What has been your most rewarding or memorable experience at IVAC?
Seeing the impact of the policies we’ve helped influence result in access to new vaccines for children has been most rewarding. I remember when I came to the PneumoADIP and we were working on the introduction of PCV into developing countries. At that time PCV was considered too expensive for poor countries, but by getting countries to recognize the burden of pneumococcal disease, by convincing vaccine manufactures that there was a market beyond Europe and America, and by mobilizing the right financing, we (and others) helped accelerate PCV introduction into Africa and Asia.
Six years later, it is gratifying to see PCV introduction has outpaced earlier projections. This means many more children (in the millions) are being vaccinated and protected than we ever thought possible. There aren’t many opportunities where you get to contribute to change as big as that.
At the National Vaccine Summit in Nigeria (left to right): Dr. Ado Mohammad, Executive Director of the National Primary Health Care Development Agency; Dr. David Okello, former WHO Representative for Nigeria; and Dr. Chizoba Wonodi, Epidemiologist and Nigeria Projects Lead at IVAC. (Photo courtesy of Tyrone Gibson)
Wow, that sounds wonderful but also very demanding. What do you do in your free time to relax?
I like to cook. I watch the Food Network to learn new recipes. I love Asian food so I started learning to cook Chinese and now Korean food.
Speaking of cooking and eating, if you could have dinner with anyone – alive or dead – who would you pick and why?
I would choose Nelson Mandela.
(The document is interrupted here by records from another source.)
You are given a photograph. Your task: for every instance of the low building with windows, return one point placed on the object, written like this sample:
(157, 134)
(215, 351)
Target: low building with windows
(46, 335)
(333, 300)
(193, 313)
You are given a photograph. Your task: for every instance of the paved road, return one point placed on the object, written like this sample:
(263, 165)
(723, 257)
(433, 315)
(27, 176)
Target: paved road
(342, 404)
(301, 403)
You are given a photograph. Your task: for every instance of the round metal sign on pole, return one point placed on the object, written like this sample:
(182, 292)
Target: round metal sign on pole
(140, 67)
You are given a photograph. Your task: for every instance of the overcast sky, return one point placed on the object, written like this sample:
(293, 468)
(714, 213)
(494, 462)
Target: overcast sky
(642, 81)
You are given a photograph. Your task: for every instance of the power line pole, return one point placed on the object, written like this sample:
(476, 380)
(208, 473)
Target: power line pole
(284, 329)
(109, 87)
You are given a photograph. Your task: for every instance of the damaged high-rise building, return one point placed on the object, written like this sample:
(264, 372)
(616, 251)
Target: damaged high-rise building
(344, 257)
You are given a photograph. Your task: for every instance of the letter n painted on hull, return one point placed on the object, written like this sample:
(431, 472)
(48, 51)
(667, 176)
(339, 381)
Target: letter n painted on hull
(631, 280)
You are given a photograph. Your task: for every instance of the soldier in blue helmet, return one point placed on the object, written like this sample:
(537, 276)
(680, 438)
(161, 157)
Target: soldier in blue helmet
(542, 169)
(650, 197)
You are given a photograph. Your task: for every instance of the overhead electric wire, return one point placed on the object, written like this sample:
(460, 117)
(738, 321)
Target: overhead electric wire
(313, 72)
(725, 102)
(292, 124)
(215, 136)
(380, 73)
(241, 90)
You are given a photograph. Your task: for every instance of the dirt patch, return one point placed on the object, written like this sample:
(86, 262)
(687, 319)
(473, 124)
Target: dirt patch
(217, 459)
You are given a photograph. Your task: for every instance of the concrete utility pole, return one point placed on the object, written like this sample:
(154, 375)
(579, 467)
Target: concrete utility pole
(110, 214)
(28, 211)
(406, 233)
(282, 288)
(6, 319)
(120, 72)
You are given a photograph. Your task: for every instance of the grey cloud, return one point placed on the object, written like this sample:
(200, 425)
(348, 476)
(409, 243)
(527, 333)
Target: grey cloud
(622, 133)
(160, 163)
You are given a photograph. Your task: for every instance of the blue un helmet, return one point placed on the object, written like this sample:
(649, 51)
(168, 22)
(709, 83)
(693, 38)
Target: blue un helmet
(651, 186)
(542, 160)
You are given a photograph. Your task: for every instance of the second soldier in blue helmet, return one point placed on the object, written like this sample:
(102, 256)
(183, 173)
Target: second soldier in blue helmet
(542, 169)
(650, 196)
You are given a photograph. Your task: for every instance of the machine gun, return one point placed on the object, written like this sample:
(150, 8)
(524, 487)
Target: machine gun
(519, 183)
I don’t think there is anyone in the world as loved and as esteemed. I would like to feel the essence of the man and understand what makes him stand out so much. It would be a wonderful opportunity to learn from someone who has so much compassion, knowledge, and wisdom.
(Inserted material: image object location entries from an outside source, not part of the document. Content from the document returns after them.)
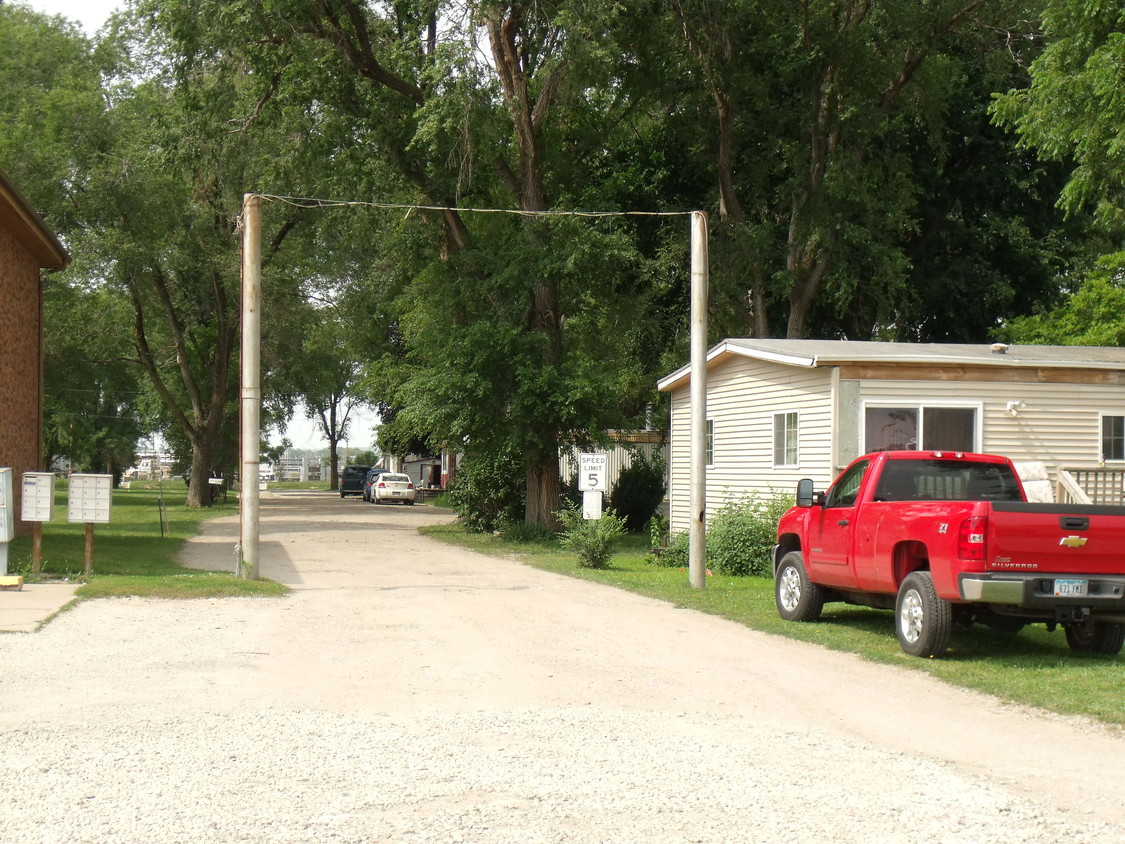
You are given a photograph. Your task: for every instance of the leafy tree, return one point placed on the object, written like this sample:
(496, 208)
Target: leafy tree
(816, 110)
(1090, 315)
(1073, 109)
(52, 133)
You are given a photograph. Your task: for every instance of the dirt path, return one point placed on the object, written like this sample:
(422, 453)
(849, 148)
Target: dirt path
(390, 634)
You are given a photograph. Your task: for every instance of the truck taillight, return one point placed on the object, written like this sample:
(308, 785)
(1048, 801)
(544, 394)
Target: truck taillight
(971, 538)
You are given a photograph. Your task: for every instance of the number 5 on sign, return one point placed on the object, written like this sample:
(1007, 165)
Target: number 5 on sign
(592, 472)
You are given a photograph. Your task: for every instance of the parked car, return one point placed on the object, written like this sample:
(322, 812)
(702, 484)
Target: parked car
(950, 537)
(369, 479)
(351, 481)
(393, 487)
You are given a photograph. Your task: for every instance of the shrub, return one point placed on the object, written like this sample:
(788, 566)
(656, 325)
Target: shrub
(657, 530)
(592, 538)
(675, 555)
(489, 491)
(739, 537)
(639, 491)
(527, 532)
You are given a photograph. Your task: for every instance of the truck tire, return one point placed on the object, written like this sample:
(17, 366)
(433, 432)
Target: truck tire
(1095, 637)
(798, 598)
(923, 621)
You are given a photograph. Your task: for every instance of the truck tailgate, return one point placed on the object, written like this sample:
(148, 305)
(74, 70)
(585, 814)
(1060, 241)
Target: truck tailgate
(1080, 538)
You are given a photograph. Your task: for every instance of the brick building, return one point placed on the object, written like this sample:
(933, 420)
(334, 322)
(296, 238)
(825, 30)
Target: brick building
(26, 248)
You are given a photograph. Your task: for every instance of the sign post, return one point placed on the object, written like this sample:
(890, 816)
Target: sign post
(7, 519)
(592, 481)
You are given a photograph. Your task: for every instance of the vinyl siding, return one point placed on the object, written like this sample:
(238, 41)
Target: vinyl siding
(743, 397)
(1060, 424)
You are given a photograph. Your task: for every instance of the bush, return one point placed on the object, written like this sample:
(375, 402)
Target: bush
(489, 491)
(675, 555)
(739, 537)
(639, 491)
(527, 532)
(592, 538)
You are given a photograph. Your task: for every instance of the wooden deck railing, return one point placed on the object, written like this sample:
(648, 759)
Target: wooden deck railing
(1091, 486)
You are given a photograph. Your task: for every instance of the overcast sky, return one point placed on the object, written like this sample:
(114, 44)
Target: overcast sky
(90, 14)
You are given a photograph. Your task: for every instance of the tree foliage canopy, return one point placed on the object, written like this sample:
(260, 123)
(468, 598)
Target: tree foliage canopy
(845, 149)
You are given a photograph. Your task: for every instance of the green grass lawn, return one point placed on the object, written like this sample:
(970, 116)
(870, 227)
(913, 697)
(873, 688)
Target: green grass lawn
(1033, 669)
(135, 553)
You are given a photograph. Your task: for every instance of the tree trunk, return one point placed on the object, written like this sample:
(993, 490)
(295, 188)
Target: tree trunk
(199, 486)
(542, 490)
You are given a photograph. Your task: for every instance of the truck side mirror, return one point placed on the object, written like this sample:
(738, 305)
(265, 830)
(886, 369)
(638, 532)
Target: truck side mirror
(804, 494)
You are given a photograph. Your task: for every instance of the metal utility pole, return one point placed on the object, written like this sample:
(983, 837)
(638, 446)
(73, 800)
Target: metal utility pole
(250, 419)
(696, 535)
So through our conversation so far, it is obvious you are very proud to be Nigerian. What about Nigeria do you like best?
I love the people. We are proud and very happy people. In fact, there was a study that found Nigerians are the happiest people on earth. You wouldn’t think that given all our challenges and issues; but that is just who we are. We are very welcoming and very hospitable. And I love that when you meet a Nigerian, they proudly proclaim they are Nigerian.
What is your wish for Nigeria?
My immediate wish is that the 2015 elections will come and go flawlessly without any major upheavals. I also hope that the bloodshed in the north will stop so people can get back to living their lives. And I wish that Nigerian leaders would recognize and build our biggest resource – our human resources. Part of that includes making sure girls are educated. Once girls are educated, half the job is done in terms of alleviating poverty, adopting healthy behaviors, and nurturing the next generation.
Lastly, if you could visit anywhere in the world, where would that be and why?
Bhutan. I had a colleague that worked at the Hib Initiative who visited Bhutan. It is very difficult to go there, and you need to have a special reason to visit. My colleague went as a part of a vaccine delegation and she said the country is just pristine, the air is clean and clear, and you can hear birds chirping everywhere. I would love to see that country which has been unspoiled by modern life.